One of the companies exploring the area is Labrador Iron Mines, which received environmental approval and a project release from the Government of Newfoundland and Labrador for its Houston iron ore mining project in March.
With provincial release, the company said it was one step closer to beginning site construction. Its chief operating officer, Rod Cooper, said in a separate statement that the development of a new railway in the Labrador Trough is of great interest to Labrador Iron Mines Holdings as it would provide optionality for long-term rail capacity.
In addition, Cooper said, a new terminal handling facility at the Port of Sept-iles in Quebec would complement plans for a new dock at the port.
Major iron reserves
Labrador Iron Mines has one of the only projects moving forward at the Labrador Trough, a finger-shaped landform that holds several iron ore deposits of substantial size and grade. “The area has the potential to be a major global” area for iron ore production, said Desjardins Securities analyst Jackie Przybylowski, in a report by The Globe and Mail.

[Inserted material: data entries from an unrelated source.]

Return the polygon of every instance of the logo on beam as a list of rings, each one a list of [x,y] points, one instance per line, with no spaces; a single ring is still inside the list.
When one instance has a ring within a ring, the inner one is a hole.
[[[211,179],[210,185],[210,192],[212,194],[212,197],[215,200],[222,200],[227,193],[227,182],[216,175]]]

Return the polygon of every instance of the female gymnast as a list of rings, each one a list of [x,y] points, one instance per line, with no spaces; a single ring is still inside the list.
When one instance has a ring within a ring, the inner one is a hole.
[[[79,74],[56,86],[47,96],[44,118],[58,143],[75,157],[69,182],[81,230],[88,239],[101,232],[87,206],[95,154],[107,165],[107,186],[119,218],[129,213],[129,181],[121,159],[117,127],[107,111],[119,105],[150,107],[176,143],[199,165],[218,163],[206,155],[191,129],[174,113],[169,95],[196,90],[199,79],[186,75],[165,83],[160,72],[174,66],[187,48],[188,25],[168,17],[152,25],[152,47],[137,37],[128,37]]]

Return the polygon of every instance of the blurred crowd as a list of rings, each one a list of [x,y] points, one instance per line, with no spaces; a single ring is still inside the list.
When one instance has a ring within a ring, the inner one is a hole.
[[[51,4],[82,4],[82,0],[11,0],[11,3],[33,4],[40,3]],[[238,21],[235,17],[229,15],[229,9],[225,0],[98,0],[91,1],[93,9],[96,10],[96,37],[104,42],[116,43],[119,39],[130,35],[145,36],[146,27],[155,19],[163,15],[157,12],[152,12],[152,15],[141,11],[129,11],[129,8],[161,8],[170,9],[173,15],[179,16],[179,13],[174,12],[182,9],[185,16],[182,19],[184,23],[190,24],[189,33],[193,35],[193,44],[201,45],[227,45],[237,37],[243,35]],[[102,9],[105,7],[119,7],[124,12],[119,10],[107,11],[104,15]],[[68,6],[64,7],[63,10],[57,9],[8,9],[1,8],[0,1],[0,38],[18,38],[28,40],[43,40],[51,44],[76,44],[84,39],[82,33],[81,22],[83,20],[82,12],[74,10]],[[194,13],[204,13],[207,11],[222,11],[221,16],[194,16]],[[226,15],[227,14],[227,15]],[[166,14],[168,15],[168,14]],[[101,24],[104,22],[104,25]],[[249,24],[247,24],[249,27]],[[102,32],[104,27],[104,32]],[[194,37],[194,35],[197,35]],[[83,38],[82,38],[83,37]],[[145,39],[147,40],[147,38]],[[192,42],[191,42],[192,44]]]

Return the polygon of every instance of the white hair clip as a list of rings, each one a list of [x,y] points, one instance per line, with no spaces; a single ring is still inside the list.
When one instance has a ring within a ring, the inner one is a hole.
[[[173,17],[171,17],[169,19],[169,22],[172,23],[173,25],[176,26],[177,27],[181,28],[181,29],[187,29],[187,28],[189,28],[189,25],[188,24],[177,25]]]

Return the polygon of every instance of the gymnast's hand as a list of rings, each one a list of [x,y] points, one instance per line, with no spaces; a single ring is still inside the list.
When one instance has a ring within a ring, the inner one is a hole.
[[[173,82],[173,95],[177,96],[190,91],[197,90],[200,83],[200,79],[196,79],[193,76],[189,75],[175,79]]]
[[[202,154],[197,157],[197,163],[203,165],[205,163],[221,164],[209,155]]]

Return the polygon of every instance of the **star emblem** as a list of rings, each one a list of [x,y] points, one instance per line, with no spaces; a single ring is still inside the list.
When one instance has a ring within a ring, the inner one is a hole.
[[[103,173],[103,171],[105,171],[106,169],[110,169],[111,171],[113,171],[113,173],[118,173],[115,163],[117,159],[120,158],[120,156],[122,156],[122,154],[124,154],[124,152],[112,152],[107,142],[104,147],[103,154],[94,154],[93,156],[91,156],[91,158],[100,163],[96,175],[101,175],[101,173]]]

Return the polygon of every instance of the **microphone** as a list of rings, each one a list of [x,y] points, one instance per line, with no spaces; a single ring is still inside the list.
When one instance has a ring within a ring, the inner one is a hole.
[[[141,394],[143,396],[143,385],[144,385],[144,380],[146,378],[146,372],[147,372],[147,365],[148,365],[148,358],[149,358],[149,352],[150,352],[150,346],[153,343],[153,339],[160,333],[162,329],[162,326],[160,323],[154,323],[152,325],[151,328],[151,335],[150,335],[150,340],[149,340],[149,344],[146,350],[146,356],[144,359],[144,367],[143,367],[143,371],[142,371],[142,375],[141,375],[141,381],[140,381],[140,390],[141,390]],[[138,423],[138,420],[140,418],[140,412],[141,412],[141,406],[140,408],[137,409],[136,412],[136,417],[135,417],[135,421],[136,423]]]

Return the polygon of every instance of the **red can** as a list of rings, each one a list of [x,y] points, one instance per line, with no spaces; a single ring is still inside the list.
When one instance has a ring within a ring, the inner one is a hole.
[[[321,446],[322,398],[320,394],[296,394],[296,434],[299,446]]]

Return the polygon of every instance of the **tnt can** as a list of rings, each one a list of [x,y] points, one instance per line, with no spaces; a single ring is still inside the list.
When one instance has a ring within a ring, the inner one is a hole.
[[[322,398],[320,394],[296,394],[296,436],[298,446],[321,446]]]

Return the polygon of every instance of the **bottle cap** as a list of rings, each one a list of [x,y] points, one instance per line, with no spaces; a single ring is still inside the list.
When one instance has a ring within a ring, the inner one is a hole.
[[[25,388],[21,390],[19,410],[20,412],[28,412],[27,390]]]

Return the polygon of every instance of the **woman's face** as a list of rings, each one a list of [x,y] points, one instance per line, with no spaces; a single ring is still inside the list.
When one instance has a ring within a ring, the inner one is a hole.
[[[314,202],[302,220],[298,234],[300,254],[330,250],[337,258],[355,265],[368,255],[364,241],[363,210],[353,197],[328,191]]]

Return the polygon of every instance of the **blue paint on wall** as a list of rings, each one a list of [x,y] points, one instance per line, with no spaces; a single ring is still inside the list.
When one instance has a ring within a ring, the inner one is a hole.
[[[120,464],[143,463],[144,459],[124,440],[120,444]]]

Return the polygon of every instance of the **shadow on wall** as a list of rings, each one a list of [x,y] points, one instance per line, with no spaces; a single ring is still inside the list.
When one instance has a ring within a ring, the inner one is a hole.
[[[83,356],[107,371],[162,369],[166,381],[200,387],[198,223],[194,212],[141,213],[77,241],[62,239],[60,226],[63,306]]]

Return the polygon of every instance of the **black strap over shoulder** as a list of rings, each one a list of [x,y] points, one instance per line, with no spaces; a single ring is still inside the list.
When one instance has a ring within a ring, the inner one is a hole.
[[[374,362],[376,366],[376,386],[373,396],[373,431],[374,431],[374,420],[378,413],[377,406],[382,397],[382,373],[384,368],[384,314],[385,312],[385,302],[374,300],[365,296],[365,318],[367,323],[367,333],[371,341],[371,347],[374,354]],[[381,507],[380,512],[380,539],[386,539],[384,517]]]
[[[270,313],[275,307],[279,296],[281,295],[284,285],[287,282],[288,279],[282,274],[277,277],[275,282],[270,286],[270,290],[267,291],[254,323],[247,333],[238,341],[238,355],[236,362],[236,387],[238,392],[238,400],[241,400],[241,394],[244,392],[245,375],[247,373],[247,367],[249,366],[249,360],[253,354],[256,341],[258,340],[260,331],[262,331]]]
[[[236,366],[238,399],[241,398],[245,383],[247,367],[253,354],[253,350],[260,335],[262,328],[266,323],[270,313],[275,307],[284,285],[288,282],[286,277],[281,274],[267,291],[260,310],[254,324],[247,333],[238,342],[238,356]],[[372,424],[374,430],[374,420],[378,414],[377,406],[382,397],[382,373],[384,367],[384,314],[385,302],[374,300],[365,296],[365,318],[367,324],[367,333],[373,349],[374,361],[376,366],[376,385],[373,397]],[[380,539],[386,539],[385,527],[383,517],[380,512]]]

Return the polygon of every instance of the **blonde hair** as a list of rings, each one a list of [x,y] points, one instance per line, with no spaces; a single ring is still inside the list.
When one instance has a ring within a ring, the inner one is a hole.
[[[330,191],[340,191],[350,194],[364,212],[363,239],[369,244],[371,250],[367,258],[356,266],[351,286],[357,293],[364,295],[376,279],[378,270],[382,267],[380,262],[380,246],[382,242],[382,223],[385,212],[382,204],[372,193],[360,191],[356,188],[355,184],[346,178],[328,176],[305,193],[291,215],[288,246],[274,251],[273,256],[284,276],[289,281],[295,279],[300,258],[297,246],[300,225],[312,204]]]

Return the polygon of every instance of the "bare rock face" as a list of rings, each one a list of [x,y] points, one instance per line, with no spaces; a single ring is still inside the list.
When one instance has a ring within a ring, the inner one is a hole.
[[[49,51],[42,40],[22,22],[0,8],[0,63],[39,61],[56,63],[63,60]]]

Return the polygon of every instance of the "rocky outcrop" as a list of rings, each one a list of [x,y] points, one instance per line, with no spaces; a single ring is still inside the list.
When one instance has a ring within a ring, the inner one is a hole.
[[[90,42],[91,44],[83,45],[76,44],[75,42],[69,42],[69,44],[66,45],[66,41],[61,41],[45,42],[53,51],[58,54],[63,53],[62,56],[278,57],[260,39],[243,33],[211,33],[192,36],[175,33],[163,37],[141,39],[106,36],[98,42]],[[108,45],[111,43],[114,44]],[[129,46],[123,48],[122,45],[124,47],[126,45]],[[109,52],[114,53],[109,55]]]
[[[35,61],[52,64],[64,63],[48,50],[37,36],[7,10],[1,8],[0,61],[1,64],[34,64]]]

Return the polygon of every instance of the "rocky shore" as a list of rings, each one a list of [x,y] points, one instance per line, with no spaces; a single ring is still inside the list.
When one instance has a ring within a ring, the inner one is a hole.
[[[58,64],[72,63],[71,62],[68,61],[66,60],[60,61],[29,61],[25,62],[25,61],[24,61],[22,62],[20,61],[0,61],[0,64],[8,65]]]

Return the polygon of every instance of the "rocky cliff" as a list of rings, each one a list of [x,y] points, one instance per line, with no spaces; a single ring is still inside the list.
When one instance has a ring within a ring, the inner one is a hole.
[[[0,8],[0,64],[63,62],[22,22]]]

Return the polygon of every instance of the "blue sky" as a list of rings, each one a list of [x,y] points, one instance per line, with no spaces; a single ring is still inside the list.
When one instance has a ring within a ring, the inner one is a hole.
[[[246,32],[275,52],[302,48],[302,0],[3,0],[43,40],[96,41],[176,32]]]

In March Desjardins issued a 64-page report devoted to the investment prospects of companies active in the region and on five of the area’s pure play iron ore prospects.
In the report, the firm chose Labrador Iron as “top pick” and set a one-year price target of $8.50 in the absence of a takeover, and even more if the company gets taken out by an acquirer.
“We believe Labrador Iron Mines is a potential acquisition target, given the company’s position as a pure play iron ore producer with no strategic partner or off-take agreement,” the report said. “Off take” is mining jargon for a deal to sell production from a mine to a major steel producer.
Mining has played an important and sporadic role in the economic, social, and cultural history of Newfoundland and Labrador.
The huge iron ore deposits of Labrador and neighbouring areas of Québec were discovered by Canadian surveyors in 1892.